Other Design Aspects
More than just the insert geometry needs to be considered during grooving to create a productive, stable cutting operation. A securely held insert improves chip flow and surface finish.
“We have found that a dovetail pocket design is well-suited to grooving because it uses the toolholder itself to help absorb the cutting forces,” said Geisel. “This design also doesn’t rely on an insert screw or upper clamp to hold the insert in the pocket. When the upper jaw is removed from the setup, chips are no longer obstructed and flow out of the zone easily.”
This is even more important when wide inserts are used.

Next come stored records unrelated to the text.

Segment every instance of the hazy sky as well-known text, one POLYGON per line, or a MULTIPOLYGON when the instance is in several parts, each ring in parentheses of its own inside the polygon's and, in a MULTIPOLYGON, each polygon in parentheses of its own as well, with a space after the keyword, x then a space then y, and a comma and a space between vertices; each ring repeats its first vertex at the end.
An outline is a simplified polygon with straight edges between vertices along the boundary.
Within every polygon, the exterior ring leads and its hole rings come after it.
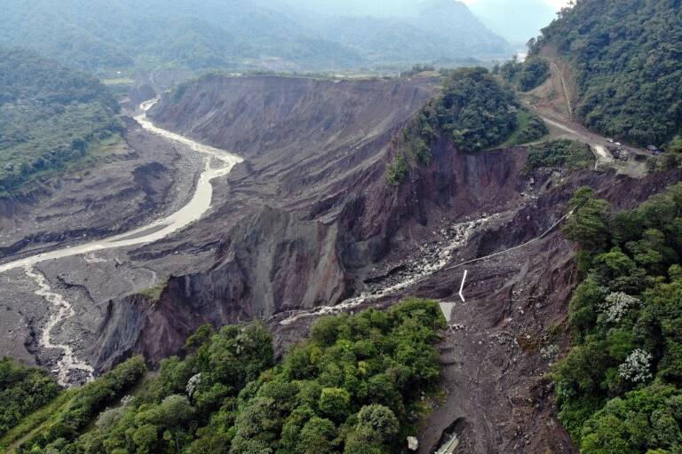
MULTIPOLYGON (((481 0, 462 0, 467 4, 472 4, 476 2, 480 2, 481 0)), ((513 3, 513 0, 509 0, 510 3, 513 3)), ((561 7, 566 6, 568 3, 568 0, 543 0, 544 3, 551 5, 552 8, 555 8, 557 11, 559 11, 561 7)))

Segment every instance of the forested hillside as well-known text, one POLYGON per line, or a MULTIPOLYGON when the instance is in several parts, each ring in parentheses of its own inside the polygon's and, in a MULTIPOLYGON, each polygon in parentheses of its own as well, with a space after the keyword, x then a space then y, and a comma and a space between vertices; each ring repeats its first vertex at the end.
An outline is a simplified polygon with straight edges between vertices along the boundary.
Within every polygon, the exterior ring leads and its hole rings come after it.
POLYGON ((485 68, 453 71, 442 93, 403 129, 387 169, 390 184, 400 184, 409 168, 431 162, 432 146, 452 142, 464 153, 515 145, 547 134, 544 122, 524 110, 513 91, 485 68))
POLYGON ((337 70, 511 53, 459 2, 432 0, 400 19, 297 10, 286 0, 172 7, 163 0, 9 0, 3 9, 12 26, 0 28, 0 45, 28 46, 103 74, 169 67, 337 70))
POLYGON ((117 111, 96 79, 29 51, 0 49, 0 192, 117 134, 117 111))
POLYGON ((139 357, 62 392, 20 426, 11 420, 14 428, 0 447, 19 442, 20 453, 83 454, 402 452, 416 433, 419 397, 440 376, 433 344, 444 324, 438 303, 424 300, 321 318, 276 365, 260 322, 218 333, 205 325, 187 340, 185 359, 164 360, 137 391, 131 387, 144 370, 139 357))
POLYGON ((589 188, 571 205, 582 283, 552 373, 559 419, 584 454, 680 452, 682 184, 631 211, 589 188))
POLYGON ((543 30, 533 51, 555 46, 580 88, 589 128, 641 145, 682 130, 682 4, 578 0, 543 30))

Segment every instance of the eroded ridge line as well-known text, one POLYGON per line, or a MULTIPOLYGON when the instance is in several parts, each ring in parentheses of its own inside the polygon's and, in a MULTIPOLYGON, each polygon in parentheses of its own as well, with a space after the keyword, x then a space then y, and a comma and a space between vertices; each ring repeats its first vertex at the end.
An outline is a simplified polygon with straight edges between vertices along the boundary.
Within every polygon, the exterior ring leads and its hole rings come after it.
POLYGON ((74 307, 62 295, 52 292, 50 283, 42 272, 29 266, 26 267, 25 270, 26 276, 38 286, 38 289, 36 290, 35 294, 52 305, 50 317, 43 328, 43 333, 38 343, 44 348, 58 349, 62 352, 61 357, 57 362, 57 382, 63 387, 69 387, 68 375, 74 370, 84 371, 86 381, 94 380, 94 369, 92 366, 84 361, 78 360, 70 345, 52 343, 52 330, 59 324, 75 315, 74 307))
POLYGON ((463 292, 464 291, 464 283, 466 282, 466 275, 469 274, 469 271, 467 270, 464 270, 464 275, 462 277, 462 285, 459 286, 459 297, 462 298, 462 302, 466 302, 464 300, 464 294, 463 292))

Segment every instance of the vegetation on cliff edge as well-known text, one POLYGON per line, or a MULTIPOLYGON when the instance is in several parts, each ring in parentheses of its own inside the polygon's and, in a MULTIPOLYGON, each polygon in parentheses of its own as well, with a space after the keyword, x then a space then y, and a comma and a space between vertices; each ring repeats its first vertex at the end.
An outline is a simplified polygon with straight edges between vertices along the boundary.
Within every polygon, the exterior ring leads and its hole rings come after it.
POLYGON ((431 100, 394 141, 387 182, 400 184, 409 167, 428 165, 432 147, 439 142, 448 141, 458 151, 472 153, 500 145, 515 132, 519 140, 529 142, 547 129, 487 69, 455 70, 440 96, 431 100))
POLYGON ((69 403, 25 427, 18 450, 401 452, 418 423, 421 393, 440 377, 433 345, 444 324, 438 303, 416 299, 386 312, 328 317, 277 364, 260 322, 218 333, 204 325, 187 340, 184 359, 164 360, 158 374, 117 403, 121 385, 130 389, 139 377, 139 358, 107 375, 115 380, 64 391, 59 398, 69 403))
POLYGON ((585 454, 682 450, 682 184, 613 213, 578 190, 572 348, 553 369, 559 419, 585 454))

“The wider the insert, the more cutting forces are created. When a screw is used to hold the insert in the pocket, and these cutting forces grow, more pressure is put on that clamping screw,” said Geisel. “This creates a risk of breaking the heads off the clamping screw and having the insert come out while it’s in the cut. If this happens, you can destroy the insert, toolholder, or even the workpiece.”
An upper jaw is stronger than a screw, but chips can come in contact with the upper jaw and fail to exit the groove correctly. Chips can then pack in the groove, damaging the insert, holder, and part. This is especially prevalent in deep grooving operations.
“The deeper the groove, the more important it is to get the chips out easily. And, you don’t want to be damaging the surface finish of the groove’s walls. If you do, you will have to remachine those walls,” said Geisel.
Coated Tools
Coating imparts heat and wear resistance to a tool. In a grooving operation, the coating provides a barrier designed to keep heat away from the core of the insert, preventing deformation of the cutting edge that ultimately causes insert failure.
The coating also helps keep heat from the workpiece, lessening the chances of work-hardening.
“Walter uses PVD [physical vapor deposition] coatings for most of the grooving insert line for a number of reasons,” said Ludeking. “Since PVD coatings are thinner and adhere to sharp cutting edges better, the cutting edges can be sharper than with a typical CVD- [chemical vapor deposition-] coated tool. The advantage is that the cutting edge generates lower forces, which in turn create less heat and therefore less wear.”
A byproduct of adding a coating to the tool is a very smooth surface, enabling chips to flow better.
“PVD coatings also are less susceptible to built-up edge [BUE], which is common when cutting stainless steels and high-temperature alloys,” said Ludeking.
The coating choice depends on the material you are machining, of course.
“If you are machining INCONEL®s and other high-temp alloys, we recommend using a PVD-coated insert because it is very thin. If you are machining steel, you should use a CVD-coated insert, and for aluminum, you can use an uncoated insert,” said Geisel. “And, for each of these materials, we also need to use the correct grade. This all adds up to an insert that is matched to a manufacturer’s workpiece material, geometry, and lot size.
Troubleshooting
The success or failure of any cutting operation is not solely dependent on tool choice. Using the tool correctly means using the proper cutting data and tool paths.
Simply put, when improper speeds and feeds are used, bad things happen.
“Depending on how far the cutting parameters are from the recommended values, there can be a wide range of [negative] effects,” said Ludeking. “At the very least, tool life will be reduced. Improper parameters also can lead to chipping of the cutting edge, severe chip control problems, and poor surface finish.”
A worst-case scenario is insert fracture and damage to the workpiece or the toolholder.
Proper programming and tool path generation also need to be employed.
“Grooving actually is more technical than many people think,” said Geisel. “There is more to it than simply moving to the location and plunging into the material. If you aren’t programmed and set up correctly, it doesn’t matter how advanced your tooling is — you are set up for failure.”